When I knock on doors and speak to residents in Cambridge, it couldn’t be clearer that policing and crime have shot up the agenda. People feel really worried about the levels of crime.

Every week, we read in our local newspaper about stabbings in our city. Every week in my surgery, people come to me saying they are concerned about seeing open drug dealing on our streets and the level of disorder. That Labour Government were obsessive about tackling antisocial behaviour. This Government seem to be completely careless of it, and that wrecks the quality of people’s lives.

If I had been asked a few years ago what I would choose to talk about in a speech on public services in Parliament, I would not have imagined that I would be talking about crime and policing. But that’s what I did this year, as even in Cambridge, which many people would imagine is a prosperous place, I am hearing more and more concern from across the city about the state of our country.

I joined police officers for a day during a city patrol to get an insight into the challenges local police experience when out on the beat. It was an extremely valuable experience to go out on patrol with the officers and it reaffirmed my view that there are many different worlds co-existing in the city of Cambridge. The importance of neighbourhood policing was crystal clear – to provide support and reassurance to a local community after it becomes victim to a crime. I was very pleased to hear the new Chief Constable of Cambridgeshire Constabulary Nick Dean express strong support for community policing when we discussed this after, but he can only work with the resources available to him; the resources we give our police is a political choice.

Joining police on patrol
Joining police on patrol

Last week, a young student told me that at times she no longer felt safe walking in our city without being accompanied. That is a terrible indictment of the Government. Despite all the effort by an excellent city council and many local agencies, we find ourselves in that position.

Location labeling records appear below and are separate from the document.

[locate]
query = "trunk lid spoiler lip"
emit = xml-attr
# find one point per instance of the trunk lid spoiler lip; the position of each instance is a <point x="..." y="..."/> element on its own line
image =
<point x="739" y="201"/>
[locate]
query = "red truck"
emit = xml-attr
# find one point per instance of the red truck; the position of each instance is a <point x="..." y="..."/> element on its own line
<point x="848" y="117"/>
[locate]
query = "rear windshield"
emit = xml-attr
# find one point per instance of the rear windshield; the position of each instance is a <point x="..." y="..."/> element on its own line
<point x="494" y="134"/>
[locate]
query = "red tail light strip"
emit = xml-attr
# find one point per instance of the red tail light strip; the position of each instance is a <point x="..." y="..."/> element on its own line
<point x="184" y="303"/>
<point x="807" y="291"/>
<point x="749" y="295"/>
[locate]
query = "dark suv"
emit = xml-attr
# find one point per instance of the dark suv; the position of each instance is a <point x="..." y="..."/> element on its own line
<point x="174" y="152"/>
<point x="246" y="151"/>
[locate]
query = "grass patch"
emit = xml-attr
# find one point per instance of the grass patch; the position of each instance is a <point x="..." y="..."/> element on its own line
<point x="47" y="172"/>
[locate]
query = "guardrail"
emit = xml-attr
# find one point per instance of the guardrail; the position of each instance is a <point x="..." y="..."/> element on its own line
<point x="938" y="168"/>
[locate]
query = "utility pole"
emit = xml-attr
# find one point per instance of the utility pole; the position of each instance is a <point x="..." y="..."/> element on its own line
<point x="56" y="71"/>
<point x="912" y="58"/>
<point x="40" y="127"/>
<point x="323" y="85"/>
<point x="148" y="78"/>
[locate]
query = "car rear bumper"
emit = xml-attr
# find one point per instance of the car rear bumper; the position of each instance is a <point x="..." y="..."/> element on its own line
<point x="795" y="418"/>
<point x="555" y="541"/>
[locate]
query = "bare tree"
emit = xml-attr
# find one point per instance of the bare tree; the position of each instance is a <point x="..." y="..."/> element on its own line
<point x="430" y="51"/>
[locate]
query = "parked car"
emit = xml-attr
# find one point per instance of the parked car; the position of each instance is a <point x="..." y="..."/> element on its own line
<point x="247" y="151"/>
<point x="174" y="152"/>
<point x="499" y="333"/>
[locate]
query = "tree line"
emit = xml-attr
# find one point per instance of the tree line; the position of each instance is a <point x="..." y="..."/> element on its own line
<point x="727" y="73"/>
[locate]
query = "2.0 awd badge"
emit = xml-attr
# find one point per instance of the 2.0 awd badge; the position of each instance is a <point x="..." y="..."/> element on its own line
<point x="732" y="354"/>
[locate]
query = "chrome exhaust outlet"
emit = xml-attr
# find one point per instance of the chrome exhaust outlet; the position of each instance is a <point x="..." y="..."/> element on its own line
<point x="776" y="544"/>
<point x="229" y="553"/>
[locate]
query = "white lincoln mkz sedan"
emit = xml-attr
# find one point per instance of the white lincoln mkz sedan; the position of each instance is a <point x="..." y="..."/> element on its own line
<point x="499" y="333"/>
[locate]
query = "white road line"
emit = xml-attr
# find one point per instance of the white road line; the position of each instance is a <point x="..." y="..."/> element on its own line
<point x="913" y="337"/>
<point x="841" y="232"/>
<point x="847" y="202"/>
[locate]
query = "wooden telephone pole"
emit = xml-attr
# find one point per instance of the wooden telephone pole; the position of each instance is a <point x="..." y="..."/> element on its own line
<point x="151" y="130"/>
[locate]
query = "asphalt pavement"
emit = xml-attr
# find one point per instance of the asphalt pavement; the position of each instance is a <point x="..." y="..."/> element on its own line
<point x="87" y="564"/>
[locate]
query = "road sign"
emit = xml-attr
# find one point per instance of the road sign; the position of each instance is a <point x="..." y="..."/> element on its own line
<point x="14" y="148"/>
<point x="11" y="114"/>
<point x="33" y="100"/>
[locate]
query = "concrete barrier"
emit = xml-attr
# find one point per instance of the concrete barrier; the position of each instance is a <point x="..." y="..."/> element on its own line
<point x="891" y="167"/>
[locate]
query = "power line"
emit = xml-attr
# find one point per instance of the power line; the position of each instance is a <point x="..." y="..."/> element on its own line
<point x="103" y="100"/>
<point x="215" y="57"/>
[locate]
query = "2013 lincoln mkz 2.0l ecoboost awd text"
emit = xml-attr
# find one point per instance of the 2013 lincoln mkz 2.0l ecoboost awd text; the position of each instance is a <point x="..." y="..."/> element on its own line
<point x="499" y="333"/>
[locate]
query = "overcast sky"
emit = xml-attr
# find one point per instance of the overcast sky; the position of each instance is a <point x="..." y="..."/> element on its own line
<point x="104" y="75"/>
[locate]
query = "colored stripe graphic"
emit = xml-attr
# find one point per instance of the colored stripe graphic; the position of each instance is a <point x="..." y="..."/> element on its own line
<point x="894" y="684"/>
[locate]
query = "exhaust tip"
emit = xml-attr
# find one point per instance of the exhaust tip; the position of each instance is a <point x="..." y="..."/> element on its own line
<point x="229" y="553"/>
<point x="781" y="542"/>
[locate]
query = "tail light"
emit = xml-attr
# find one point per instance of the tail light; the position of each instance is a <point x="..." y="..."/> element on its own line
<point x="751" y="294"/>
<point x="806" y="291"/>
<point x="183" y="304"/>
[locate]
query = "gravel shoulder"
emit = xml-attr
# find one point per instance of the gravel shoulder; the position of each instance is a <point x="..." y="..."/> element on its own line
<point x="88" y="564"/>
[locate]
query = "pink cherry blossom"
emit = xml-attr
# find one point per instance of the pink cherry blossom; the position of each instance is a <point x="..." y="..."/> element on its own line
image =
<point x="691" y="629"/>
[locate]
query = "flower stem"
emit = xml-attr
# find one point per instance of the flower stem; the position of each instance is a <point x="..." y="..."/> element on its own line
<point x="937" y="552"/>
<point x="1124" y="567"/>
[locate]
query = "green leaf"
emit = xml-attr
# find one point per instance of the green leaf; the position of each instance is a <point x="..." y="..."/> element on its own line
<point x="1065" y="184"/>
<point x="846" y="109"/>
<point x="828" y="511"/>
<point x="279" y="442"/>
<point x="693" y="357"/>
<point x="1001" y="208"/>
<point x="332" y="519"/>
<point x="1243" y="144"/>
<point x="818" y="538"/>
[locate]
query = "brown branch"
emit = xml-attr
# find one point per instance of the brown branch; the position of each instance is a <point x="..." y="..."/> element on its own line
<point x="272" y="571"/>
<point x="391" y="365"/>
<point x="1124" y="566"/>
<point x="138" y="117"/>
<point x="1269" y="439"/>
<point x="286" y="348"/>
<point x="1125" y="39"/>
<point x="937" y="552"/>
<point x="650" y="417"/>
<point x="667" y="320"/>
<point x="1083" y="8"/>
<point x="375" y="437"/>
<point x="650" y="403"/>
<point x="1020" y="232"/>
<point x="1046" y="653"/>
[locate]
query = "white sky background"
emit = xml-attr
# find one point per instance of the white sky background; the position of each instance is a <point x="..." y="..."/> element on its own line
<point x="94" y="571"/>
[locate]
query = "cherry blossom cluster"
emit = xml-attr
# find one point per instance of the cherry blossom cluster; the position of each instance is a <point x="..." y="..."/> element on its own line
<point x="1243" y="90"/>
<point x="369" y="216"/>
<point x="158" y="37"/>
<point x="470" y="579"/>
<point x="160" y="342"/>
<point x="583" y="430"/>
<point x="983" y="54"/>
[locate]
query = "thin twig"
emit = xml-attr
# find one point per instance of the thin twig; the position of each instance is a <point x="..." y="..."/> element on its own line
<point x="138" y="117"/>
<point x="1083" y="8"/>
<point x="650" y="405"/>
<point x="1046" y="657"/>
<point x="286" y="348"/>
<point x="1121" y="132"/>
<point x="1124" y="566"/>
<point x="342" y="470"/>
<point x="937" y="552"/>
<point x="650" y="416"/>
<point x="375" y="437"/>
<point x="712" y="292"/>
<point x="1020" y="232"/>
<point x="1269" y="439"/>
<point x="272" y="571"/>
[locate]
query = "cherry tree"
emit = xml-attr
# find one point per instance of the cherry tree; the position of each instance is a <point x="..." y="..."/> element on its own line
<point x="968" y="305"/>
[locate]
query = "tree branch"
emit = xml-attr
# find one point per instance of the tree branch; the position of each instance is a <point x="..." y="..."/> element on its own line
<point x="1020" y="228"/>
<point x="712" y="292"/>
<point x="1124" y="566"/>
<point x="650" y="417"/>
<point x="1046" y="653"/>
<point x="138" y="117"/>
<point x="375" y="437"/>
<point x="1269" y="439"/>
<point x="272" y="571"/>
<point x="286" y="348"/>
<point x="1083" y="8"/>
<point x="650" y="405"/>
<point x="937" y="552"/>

Some of the statistics are chilling. In 2012, there were 604 incidents of violent crime in Cambridgeshire, yet in September 2018, there were 1,553. Violent crime has nearly tripled. Knife crime has doubled since 2013, and of course 139 police officers and 83 police community support officers have been lost during the Conservative Government’s time in office.

I have fought for local services tooth and nail, speaking out against moving Parkside Police Station outside the city, and arguing for more police to manage huge infrastructure project such as the A14 upgrade, which has led to some lorry drivers avoiding the official diversion and hurtling through Cambridge’s narrow residential streets. I led a debate on this in Parliament, and called on the Government to better resource our enforcement officers and police.

This isn’t just about policing though – it’s also about protecting probation services, youth services, education and social services too, as well as access to justice. I’ve spoken out about all of these, and against the swingeing cuts made to services throughout the Conservative-Lib Dem Coalition government, and following Conservative administrations.

I’ve also met with other crime prevention groups such as the Internet Watch Foundation, who work globally to eliminate online child sexual abuse. Online crime is a new challenge for policing – from grooming and exploitation to harassment and trolling. I worked with TOWIE’s Bobby Norris on stopping online homophobia, and led a debate in Parliament calling for a crackdown.

Twenty years ago, the Labour Government came to power with the slogan, “Tough on crime, tough on the causes of crime.” This Government say they are tough on crime, but the Home Secretary doesn’t seem to understand or care about the causes of crime. The entire nation has been made more vulnerable, more at risk, more insecure and more miserable by this Government’s policies.